Nighttime physician staffing improves patient outcomes. This is supported by the literature [15] and we have all seen it personally. The question is really not whether nighttime intensivists improve outcomes, but rather when, where, how and at what cost. The question hinges on context.

There is abundant evidence that nighttime physician staffing is responsible for improved patient outcomes both directly and indirectly in a variety of settings. Nighttime physician staffing is associated with improved intensive care unit mortality [1, 3, 5], improved quality of death and dying [2], and alignment of care to patient preferences outside the intensive care unit [4]. Nighttime intensivists improve outcomes for patients with unexpected deterioration after hours, albeit in ways that are difficult to capture in clinical research. Nighttime intensivist staffing also indirectly improves patient care by mitigating the negative effects of cognitive fatigue and sleep deprivation in a daytime-only staffing model [6]. Both cognitive fatigue and sleep deprivation are associated with impaired performance, decreased use of decisional support, compromised patient safety, and physician burnout [79]. Nighttime intensivist staffing mitigates some of these effects by allowing the daytime attending to rest at night [6], thereby improving the care that is delivered during the day. Therefore, in the right setting, through both direct impacts on patient care overnight and indirectly by facilitating high quality care during the day, nighttime staffing improves patient outcomes.

Context is equally important for reconciling the results of studies that did not find benefits from nighttime physician staffing. A recent randomized trial of nighttime staffing in a large academic medical intensive care unit did not show improved patient survival or length of stay [10]. It is certainly possible (if not likely) that the study’s 1-week cycling of daytime-only staffing was not sufficient to unmask the deleterious effects of cognitive and physical fatigue, contributing to a null result. Similarly, 1-week daytime-only staffing cycles would be unlikely to induce physician burnout or emotional exhaustion—domains related to patient safety in critical care that are improved by nighttime staffing [11, 12].

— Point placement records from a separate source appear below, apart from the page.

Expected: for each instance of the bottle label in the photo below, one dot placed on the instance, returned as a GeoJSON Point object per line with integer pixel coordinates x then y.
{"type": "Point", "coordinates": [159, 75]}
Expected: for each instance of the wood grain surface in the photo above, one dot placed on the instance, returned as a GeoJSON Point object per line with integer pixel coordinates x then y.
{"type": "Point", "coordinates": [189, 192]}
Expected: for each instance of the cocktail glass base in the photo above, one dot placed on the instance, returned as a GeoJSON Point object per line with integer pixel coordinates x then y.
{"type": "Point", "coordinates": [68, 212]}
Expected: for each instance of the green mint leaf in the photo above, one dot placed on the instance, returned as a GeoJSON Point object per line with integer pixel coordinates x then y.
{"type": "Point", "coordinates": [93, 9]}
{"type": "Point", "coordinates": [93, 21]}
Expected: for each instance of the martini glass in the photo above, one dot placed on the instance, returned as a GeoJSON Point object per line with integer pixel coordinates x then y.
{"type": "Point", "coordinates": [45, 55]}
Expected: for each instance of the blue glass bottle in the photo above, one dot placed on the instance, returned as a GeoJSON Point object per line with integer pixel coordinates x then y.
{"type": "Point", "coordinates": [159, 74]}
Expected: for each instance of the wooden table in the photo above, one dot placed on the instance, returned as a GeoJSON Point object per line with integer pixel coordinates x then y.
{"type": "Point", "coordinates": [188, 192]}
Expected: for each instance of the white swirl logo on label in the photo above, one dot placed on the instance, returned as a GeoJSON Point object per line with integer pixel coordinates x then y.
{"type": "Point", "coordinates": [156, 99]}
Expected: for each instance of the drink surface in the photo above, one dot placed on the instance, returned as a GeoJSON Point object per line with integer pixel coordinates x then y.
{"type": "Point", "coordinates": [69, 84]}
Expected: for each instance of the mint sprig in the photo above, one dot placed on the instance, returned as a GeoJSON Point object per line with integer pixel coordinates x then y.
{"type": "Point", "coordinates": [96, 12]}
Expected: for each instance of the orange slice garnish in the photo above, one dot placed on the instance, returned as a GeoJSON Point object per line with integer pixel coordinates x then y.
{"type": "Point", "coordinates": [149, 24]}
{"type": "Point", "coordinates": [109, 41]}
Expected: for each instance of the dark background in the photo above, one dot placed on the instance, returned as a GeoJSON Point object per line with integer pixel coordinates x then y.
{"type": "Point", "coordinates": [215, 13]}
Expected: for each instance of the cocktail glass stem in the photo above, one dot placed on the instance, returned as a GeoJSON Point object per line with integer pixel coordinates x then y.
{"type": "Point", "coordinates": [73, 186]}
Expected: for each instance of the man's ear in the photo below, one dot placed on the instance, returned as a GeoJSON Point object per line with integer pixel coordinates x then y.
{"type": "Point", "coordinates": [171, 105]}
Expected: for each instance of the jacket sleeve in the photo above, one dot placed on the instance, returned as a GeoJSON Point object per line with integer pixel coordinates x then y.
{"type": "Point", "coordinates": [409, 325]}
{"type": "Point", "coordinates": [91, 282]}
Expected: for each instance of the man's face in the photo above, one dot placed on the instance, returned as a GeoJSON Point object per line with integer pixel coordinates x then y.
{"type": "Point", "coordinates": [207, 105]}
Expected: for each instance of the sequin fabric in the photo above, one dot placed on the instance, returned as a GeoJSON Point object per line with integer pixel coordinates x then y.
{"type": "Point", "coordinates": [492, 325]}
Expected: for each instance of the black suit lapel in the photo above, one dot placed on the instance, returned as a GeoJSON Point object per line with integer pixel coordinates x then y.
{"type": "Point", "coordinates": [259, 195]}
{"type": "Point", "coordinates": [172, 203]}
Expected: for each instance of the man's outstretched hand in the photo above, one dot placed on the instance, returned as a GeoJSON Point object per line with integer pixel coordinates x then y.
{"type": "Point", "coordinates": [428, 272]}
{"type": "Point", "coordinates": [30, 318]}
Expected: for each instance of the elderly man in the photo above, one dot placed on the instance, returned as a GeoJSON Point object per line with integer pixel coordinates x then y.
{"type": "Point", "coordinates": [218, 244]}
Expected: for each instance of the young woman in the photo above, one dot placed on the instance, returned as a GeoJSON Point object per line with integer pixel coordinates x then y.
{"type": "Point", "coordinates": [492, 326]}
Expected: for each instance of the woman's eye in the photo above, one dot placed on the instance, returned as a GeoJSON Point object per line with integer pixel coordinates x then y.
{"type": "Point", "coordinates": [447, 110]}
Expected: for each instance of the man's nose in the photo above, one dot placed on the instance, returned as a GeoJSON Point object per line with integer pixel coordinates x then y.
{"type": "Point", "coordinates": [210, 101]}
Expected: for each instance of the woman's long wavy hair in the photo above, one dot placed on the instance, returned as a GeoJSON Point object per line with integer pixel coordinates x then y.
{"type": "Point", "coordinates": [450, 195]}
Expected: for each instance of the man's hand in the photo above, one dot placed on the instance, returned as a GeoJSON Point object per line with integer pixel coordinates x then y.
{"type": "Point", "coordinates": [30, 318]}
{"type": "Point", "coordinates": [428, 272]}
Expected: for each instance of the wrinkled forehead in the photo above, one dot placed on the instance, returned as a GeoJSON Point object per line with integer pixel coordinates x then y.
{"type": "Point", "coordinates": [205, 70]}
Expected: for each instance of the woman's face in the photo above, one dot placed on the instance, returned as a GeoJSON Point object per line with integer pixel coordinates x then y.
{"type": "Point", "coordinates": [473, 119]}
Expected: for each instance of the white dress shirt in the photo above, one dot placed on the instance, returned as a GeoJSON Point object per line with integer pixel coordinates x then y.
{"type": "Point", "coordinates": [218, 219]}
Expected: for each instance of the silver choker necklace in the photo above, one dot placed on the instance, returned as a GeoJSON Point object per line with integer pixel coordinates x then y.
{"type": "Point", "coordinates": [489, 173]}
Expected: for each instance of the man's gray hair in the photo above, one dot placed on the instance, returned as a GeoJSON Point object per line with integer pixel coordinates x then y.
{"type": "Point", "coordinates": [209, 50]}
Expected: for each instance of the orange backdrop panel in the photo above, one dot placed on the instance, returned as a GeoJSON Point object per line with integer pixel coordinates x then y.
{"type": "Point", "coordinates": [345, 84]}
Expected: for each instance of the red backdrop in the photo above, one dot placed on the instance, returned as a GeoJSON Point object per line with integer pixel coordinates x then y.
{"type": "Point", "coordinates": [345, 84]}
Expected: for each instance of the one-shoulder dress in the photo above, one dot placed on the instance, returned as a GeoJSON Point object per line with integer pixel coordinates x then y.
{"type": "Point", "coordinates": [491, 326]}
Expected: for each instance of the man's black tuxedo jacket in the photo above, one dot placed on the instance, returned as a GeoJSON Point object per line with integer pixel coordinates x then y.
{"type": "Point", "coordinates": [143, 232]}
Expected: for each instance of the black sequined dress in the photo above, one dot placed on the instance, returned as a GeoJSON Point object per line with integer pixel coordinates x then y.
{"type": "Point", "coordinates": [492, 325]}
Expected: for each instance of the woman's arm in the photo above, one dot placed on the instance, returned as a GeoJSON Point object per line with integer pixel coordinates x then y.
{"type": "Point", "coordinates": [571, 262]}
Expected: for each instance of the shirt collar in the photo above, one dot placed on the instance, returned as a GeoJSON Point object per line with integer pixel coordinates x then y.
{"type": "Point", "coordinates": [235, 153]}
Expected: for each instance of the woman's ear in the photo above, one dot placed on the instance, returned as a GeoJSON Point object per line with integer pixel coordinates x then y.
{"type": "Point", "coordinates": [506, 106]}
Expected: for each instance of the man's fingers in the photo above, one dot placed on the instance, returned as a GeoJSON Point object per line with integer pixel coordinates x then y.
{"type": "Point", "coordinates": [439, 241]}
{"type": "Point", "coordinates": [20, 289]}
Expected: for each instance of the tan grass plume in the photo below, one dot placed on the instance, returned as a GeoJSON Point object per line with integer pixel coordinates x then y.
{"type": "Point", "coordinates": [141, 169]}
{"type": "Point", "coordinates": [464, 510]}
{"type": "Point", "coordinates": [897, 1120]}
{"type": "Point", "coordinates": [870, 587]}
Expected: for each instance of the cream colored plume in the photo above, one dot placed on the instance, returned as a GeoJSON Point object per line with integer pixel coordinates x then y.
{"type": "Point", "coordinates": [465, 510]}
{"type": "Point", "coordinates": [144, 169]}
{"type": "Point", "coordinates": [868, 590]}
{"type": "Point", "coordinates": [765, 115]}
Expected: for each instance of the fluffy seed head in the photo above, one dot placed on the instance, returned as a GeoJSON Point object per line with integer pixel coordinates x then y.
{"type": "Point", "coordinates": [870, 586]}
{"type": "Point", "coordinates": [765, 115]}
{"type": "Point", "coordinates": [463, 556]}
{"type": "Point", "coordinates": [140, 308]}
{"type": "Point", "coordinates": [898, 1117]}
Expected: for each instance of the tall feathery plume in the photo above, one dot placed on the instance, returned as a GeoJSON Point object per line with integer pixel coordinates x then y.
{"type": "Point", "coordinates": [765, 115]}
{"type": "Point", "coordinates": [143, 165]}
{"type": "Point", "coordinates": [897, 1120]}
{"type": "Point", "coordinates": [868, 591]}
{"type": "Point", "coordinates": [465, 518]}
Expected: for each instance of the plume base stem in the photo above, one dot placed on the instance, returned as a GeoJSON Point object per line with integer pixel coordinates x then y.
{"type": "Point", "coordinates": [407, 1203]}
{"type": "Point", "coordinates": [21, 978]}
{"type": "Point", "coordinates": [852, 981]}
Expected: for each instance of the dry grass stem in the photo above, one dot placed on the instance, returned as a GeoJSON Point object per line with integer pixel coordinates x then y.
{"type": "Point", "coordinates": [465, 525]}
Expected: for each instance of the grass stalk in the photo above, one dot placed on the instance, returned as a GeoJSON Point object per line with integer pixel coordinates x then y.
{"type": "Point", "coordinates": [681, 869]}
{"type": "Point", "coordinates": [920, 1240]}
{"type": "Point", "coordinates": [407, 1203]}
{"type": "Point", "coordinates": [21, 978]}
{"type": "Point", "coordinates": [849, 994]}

A closer look at the University of Pennsylvania study demonstrates how, taken out of the context of avoiding physician burnout or alleviating cumulative cognitive and physical fatigue, the study biased the effect of nighttime staffing towards the null. Figure 1 shows that when an effect of accumulating fatigue is included, there are now four exposure categories. In the study’s main analysis, patients A and D were considered equivalent: both were admitted to and analyzed in the intervention arm. Similarly, patients B and C were included as controls. However, as the figure shows, patients A–D represent different admission scenarios.

Fig. 1
figure 1

The outcomes for patients admitted on calendar days with nighttime staffing (A and D) and control staffing (B and C) are averaged in the main analysis and time-varying covariate analysis, despite representing different clinical scenarios. Checkered regions show weeks with nighttime intensivist staffing. The gradient represents the cumulative cognitive and physical fatigue experienced by the daytime attending. Black arrows AD show episodes of care for patients admitted during varying staffing scenarios

Patient A is admitted on a calendar day with nighttime intensivist staffing, yet the daytime attending is still moderately fresh. In this setting, as it relates to the domain of cumulative cognitive and physical fatigue, we would not expect the nighttime intensivist to have a major impact on daytime care. However, patient D is also admitted to a calendar day with nighttime intensivist staffing, yet here the daytime attending is nearing the end of service, and consequently stands the most to benefit from intensivist staffing at night. A similar situation is present for the controls. Patient B is admitted to a calendar day with only daytime coverage and near the end of service, during the highest risk of cumulative fatigue effects. Patient C is admitted to a calendar day with only daytime coverage, but early in the service cycle, with lower attendant risks from fatigue. Again, in the main analysis, patients A and D are equivalent, as are patients B and C—despite the fact that each represents a different context for nighttime staffing benefits. By averaging these effects the null result is not surprising and is analogous to exposure misclassification in epidemiologic research [13].

This is not to say that nighttime staffing will always produce improved patient outcomes, if only viewed through the right lens. Nighttime staffing will clearly not improve quality in all circumstances. Furthermore, hospitals need to weigh the value of adding or maintaining nighttime staffing against competing strategies to improve patient care. Finally, hospitals that are considering de-adoption of nighttime staffing face a special challenge: could a change to daytime-only staffing deliver equivalent care? Unfortunately there are no easy answers to these questions, and certainly no answers that do not consider the local motivations for adopting nighttime coverage, careful process and outcome monitoring, and involvement of key stakeholders. Researchers, administrators, and clinicians alike need to be attentive to context when evaluating the data on nighttime intensivist staffing—particularly when it comes to decisions regarding adoption, de-adoption, or maintenance of this service. Your patient outcomes depend on it.